Assumptions and limits
The calculator assumes oral, divided dosing in adults with healthy GI absorption and normal renal function. It does not model:
- IV or IM repletion protocols (used in eclampsia, severe arrhythmia, refractory hypomagnesemia)
- Pediatric dosing
- Pregnancy or lactation specifically
- Polypharmacy interactions beyond the headline separation rules (calcium, tetracyclines, quinolones, bisphosphonates, levothyroxine, PPIs)
The 350 mg/day supplemental upper limit is the IOM ceiling for magnesium from supplements; food magnesium is not capped because dietary forms saturate at the gut. The deficiency override deliberately exceeds the UL and surfaces a clinician-guidance warning.
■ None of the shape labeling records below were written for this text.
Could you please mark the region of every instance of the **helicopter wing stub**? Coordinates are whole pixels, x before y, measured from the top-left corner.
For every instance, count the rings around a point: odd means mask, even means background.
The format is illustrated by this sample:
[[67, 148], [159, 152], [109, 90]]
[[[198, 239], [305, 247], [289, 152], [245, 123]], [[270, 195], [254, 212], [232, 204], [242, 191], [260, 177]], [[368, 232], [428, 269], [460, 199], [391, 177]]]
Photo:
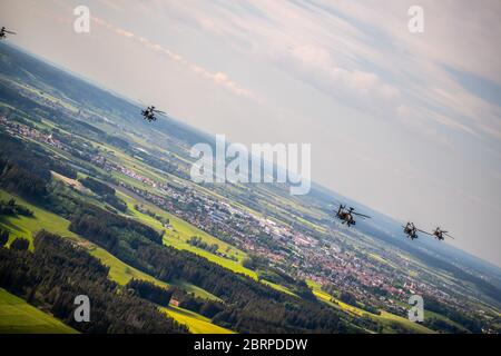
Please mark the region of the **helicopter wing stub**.
[[364, 214], [360, 214], [360, 212], [355, 212], [355, 211], [352, 211], [352, 214], [354, 214], [354, 215], [356, 215], [356, 216], [361, 216], [361, 217], [363, 217], [363, 218], [367, 218], [367, 219], [371, 218], [369, 215], [364, 215]]
[[431, 234], [431, 233], [429, 233], [429, 231], [425, 231], [425, 230], [421, 230], [421, 229], [416, 229], [418, 231], [420, 231], [420, 233], [423, 233], [423, 234], [426, 234], [426, 235], [430, 235], [430, 236], [434, 236], [433, 234]]

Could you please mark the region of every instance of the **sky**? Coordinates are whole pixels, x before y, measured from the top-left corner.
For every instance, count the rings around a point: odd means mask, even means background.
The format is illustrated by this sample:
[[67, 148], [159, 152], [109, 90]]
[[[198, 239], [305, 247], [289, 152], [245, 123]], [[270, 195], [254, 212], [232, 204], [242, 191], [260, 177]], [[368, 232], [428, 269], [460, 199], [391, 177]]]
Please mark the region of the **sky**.
[[0, 22], [229, 141], [311, 144], [314, 181], [501, 266], [500, 1], [2, 0]]

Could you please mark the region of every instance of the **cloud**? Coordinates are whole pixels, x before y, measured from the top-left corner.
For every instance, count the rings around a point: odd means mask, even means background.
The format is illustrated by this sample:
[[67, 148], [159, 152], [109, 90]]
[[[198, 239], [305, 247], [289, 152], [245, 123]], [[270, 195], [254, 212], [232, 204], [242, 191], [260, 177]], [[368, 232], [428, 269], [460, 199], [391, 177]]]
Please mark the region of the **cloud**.
[[[500, 107], [444, 69], [501, 82], [501, 52], [492, 46], [501, 37], [499, 1], [423, 0], [422, 34], [407, 30], [410, 0], [387, 0], [384, 8], [351, 0], [195, 3], [169, 11], [337, 102], [399, 122], [419, 112], [425, 135], [452, 129], [480, 140], [501, 138]], [[401, 107], [413, 117], [401, 120]]]
[[184, 66], [185, 68], [189, 69], [191, 72], [200, 76], [202, 78], [208, 79], [210, 80], [213, 83], [215, 83], [216, 86], [219, 86], [222, 88], [225, 88], [226, 90], [233, 92], [236, 96], [239, 97], [244, 97], [247, 99], [250, 99], [257, 103], [263, 103], [263, 99], [259, 98], [257, 95], [255, 95], [254, 92], [252, 92], [250, 90], [242, 87], [240, 85], [238, 85], [236, 81], [232, 80], [229, 78], [229, 76], [225, 72], [222, 71], [217, 71], [217, 72], [212, 72], [200, 66], [190, 63], [188, 60], [186, 60], [183, 56], [173, 52], [171, 50], [155, 43], [153, 41], [150, 41], [149, 39], [145, 38], [145, 37], [140, 37], [137, 36], [130, 31], [124, 30], [119, 27], [116, 27], [107, 21], [105, 21], [101, 18], [98, 17], [92, 17], [92, 20], [105, 27], [106, 29], [117, 33], [118, 36], [125, 37], [127, 39], [131, 39], [134, 41], [137, 41], [138, 43], [140, 43], [141, 46], [146, 47], [149, 50], [153, 50], [155, 52], [158, 53], [163, 53], [166, 55], [169, 59], [174, 60], [175, 62]]

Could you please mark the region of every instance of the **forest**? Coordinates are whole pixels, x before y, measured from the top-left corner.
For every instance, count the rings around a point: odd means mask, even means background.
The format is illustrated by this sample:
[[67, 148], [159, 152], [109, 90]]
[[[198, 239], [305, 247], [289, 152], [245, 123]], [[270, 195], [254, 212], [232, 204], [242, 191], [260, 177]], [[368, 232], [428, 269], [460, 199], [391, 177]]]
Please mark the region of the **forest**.
[[[0, 287], [48, 309], [82, 333], [187, 333], [158, 307], [108, 279], [108, 267], [72, 243], [47, 231], [35, 253], [0, 247]], [[75, 297], [90, 299], [90, 322], [73, 318]]]

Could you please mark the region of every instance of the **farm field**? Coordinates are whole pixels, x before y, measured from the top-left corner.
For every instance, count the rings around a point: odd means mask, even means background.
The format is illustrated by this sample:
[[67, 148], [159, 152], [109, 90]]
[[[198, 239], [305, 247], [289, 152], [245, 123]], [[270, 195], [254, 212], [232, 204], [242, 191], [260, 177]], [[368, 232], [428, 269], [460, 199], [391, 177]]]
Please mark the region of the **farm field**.
[[77, 330], [0, 288], [0, 334], [77, 334]]
[[234, 332], [214, 325], [210, 323], [210, 319], [190, 310], [176, 306], [163, 307], [160, 310], [173, 317], [179, 324], [188, 326], [189, 332], [193, 334], [234, 334]]

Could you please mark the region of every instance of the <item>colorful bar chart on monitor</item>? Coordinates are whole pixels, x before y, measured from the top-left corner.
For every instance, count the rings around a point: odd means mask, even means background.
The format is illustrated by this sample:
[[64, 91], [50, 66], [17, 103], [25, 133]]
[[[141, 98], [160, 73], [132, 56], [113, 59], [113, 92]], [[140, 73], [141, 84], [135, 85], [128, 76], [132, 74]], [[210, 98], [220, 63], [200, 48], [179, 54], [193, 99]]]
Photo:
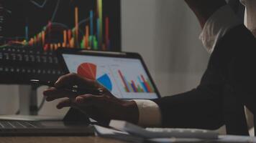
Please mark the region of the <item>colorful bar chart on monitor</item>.
[[[136, 82], [134, 80], [128, 82], [126, 77], [124, 77], [124, 74], [121, 70], [118, 70], [118, 72], [123, 82], [124, 89], [127, 92], [155, 92], [154, 88], [152, 87], [150, 81], [148, 79], [146, 80], [143, 75], [138, 76], [137, 81]], [[139, 84], [136, 84], [135, 82]]]
[[[19, 21], [19, 29], [17, 26], [14, 28], [18, 29], [17, 32], [9, 26], [14, 24], [1, 26], [6, 34], [3, 36], [5, 37], [1, 39], [0, 46], [19, 44], [42, 47], [45, 51], [60, 47], [114, 51], [112, 47], [121, 44], [119, 0], [44, 1], [19, 1], [19, 5], [27, 6], [20, 8], [24, 11], [20, 16], [8, 8], [10, 14], [14, 13], [19, 16], [17, 19], [24, 19], [24, 21]], [[7, 0], [6, 3], [6, 6], [9, 5]], [[15, 18], [6, 15], [6, 19]], [[0, 14], [0, 21], [1, 16], [4, 16]]]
Renal impairment is the hardest contraindication: GFR < 30 raises hypermagnesemia risk dramatically, and the calculator surfaces a hard stop in that range.
Unit conventions
Three unit systems collide in the magnesium literature; the calculator normalizes to the first.
- mg elemental; the biologically active magnesium ion mass. This is the canonical reporting unit and the one used in every output.
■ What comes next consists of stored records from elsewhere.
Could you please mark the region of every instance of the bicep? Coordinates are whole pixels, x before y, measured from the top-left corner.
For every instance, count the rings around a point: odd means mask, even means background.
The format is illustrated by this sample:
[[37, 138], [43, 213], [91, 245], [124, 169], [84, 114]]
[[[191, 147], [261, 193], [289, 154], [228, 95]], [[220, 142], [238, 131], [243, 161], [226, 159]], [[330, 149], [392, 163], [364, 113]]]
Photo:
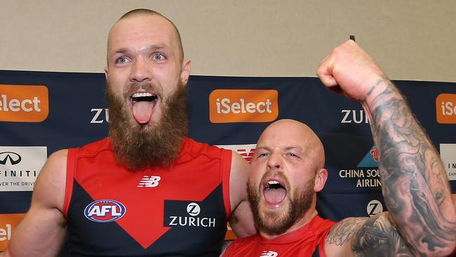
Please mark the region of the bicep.
[[325, 248], [328, 253], [338, 253], [328, 256], [394, 256], [412, 253], [388, 212], [370, 218], [341, 220], [326, 237]]
[[229, 200], [232, 215], [229, 225], [237, 237], [256, 232], [253, 215], [247, 197], [247, 180], [250, 165], [239, 154], [233, 152], [229, 175]]
[[66, 232], [62, 213], [66, 151], [49, 157], [36, 179], [29, 211], [13, 233], [7, 251], [13, 256], [55, 256]]

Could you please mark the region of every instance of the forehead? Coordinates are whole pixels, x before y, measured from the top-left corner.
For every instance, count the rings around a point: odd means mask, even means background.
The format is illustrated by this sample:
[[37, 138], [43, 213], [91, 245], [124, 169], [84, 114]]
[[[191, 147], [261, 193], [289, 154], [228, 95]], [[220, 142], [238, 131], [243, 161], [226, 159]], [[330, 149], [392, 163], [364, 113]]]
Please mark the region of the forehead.
[[158, 15], [138, 15], [118, 21], [109, 35], [108, 51], [138, 48], [151, 45], [177, 48], [171, 23]]
[[312, 135], [296, 124], [281, 123], [268, 127], [258, 140], [257, 147], [307, 148]]

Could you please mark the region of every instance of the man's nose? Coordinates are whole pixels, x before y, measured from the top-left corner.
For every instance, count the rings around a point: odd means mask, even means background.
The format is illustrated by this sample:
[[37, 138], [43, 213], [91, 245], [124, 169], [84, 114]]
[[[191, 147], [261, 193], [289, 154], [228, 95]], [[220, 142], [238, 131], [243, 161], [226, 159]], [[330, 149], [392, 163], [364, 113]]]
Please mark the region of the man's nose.
[[130, 80], [137, 82], [150, 81], [152, 77], [152, 65], [145, 58], [139, 57], [135, 60], [130, 74]]
[[269, 169], [279, 169], [282, 166], [282, 157], [279, 153], [271, 152], [267, 160], [267, 166]]

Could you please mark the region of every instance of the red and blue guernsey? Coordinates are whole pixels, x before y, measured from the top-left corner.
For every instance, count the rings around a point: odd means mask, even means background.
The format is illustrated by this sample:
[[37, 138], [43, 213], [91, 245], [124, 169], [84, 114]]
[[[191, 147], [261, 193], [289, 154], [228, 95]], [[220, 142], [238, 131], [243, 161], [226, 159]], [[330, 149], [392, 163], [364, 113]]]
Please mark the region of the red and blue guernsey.
[[108, 138], [68, 151], [64, 215], [72, 256], [218, 256], [232, 152], [185, 138], [175, 164], [132, 172]]
[[326, 257], [325, 238], [335, 223], [316, 216], [304, 227], [271, 239], [260, 234], [237, 239], [223, 257]]

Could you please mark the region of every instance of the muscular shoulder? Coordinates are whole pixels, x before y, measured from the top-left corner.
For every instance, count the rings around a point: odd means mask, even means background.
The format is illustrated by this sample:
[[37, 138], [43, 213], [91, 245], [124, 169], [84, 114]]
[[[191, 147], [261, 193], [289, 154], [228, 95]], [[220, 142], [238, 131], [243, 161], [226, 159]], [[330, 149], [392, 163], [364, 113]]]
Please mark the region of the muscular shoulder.
[[388, 212], [341, 220], [326, 237], [325, 249], [328, 256], [412, 255]]
[[52, 154], [41, 169], [34, 188], [32, 204], [62, 209], [65, 197], [67, 150]]

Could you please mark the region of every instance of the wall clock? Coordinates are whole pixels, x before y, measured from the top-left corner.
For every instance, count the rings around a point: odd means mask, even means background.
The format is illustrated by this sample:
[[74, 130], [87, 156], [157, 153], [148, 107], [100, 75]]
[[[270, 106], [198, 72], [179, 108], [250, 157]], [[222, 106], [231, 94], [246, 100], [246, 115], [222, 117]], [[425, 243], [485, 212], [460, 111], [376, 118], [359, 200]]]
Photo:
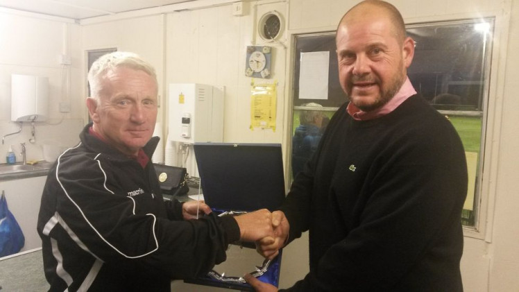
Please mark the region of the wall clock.
[[268, 78], [271, 76], [271, 48], [268, 46], [247, 46], [245, 75]]

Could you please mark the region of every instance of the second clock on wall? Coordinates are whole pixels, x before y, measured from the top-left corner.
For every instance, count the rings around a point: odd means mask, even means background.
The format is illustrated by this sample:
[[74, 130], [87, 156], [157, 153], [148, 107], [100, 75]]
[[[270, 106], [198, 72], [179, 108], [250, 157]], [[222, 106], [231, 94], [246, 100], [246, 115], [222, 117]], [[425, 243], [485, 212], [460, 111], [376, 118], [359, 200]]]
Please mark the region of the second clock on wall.
[[271, 76], [271, 48], [267, 46], [247, 46], [245, 75], [268, 78]]

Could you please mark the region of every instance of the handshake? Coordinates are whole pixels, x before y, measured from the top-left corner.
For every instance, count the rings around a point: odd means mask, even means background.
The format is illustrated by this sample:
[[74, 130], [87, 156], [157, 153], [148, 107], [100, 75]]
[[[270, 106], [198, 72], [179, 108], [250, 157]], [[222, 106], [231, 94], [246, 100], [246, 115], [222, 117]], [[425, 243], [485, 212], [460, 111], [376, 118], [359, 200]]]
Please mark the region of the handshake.
[[235, 217], [239, 226], [240, 240], [255, 242], [256, 250], [266, 259], [273, 259], [287, 243], [290, 225], [281, 211], [266, 209]]
[[[203, 201], [192, 200], [182, 205], [185, 219], [197, 218], [201, 213], [209, 214], [211, 208]], [[271, 259], [287, 243], [290, 225], [281, 211], [271, 213], [266, 209], [235, 216], [239, 226], [241, 241], [255, 242], [256, 250], [265, 258]]]

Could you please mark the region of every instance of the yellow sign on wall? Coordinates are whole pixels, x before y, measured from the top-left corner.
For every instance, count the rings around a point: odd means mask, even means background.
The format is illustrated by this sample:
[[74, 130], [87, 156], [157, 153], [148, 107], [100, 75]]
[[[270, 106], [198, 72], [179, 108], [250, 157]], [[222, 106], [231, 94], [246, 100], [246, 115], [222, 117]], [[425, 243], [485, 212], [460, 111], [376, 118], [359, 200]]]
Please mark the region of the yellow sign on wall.
[[250, 83], [250, 130], [255, 128], [270, 128], [275, 132], [276, 101], [275, 82]]

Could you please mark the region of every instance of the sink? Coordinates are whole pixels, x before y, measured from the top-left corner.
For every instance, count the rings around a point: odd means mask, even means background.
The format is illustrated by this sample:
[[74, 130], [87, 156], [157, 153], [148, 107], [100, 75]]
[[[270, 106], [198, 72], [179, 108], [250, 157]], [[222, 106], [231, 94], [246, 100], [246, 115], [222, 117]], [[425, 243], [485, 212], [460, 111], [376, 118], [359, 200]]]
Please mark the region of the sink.
[[14, 173], [26, 171], [37, 171], [48, 169], [44, 166], [29, 164], [0, 164], [0, 174]]

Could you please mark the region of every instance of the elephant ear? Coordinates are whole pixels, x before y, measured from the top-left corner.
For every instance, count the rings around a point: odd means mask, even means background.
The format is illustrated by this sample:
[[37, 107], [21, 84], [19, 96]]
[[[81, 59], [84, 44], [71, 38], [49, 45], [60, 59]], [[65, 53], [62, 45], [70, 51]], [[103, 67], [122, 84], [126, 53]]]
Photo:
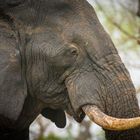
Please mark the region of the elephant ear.
[[42, 110], [41, 114], [54, 122], [59, 128], [64, 128], [66, 126], [66, 115], [62, 109], [45, 108]]
[[0, 24], [0, 116], [12, 121], [18, 119], [27, 87], [21, 64], [21, 53], [10, 27]]

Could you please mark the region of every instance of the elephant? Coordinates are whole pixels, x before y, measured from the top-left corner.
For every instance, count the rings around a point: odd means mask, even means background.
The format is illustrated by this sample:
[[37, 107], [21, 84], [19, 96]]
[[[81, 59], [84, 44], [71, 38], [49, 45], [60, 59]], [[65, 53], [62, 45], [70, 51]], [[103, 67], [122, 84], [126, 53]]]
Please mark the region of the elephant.
[[28, 140], [42, 114], [87, 115], [107, 140], [139, 140], [130, 74], [86, 0], [0, 0], [0, 139]]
- mg of compound; the total salt mass on a supplement label (e.g., "500 mg magnesium citrate"). Multiply by the form's elemental percentage to convert.
- mEq (milliequivalents); common in clinical and IV literature. 1 mEq Mg²⁺ = 12.15 mg elemental. A 2 g IV dose of magnesium sulfate ≈ 16.2 mEq ≈ 197 mg elemental.
When a label, paper, or clinician quotes a number, the first question is which unit they meant.
Why this is documentary, not prescriptive
This page documents how the magnesium calculator picks a dose and a form for a given goal, and what evidence those picks rest on. It is not medical advice. The mapping is built from goal-specific RCT and meta-analysis data, but the trial populations rarely match any individual reader's situation precisely, the form-comparison literature is thinner than the dose-response literature, and renal status, polypharmacy, and serum baseline all change the right answer in ways a goal toggle cannot capture.
Use the output as a starting frame for a conversation with a clinician; especially if magnesium is being layered on antihypertensives, anti-arrhythmics, or anything renal. Every PMID on this page was verified live against PubMed metadata before publication by the same INT-01 citation guardrail that gates the calculators on this site.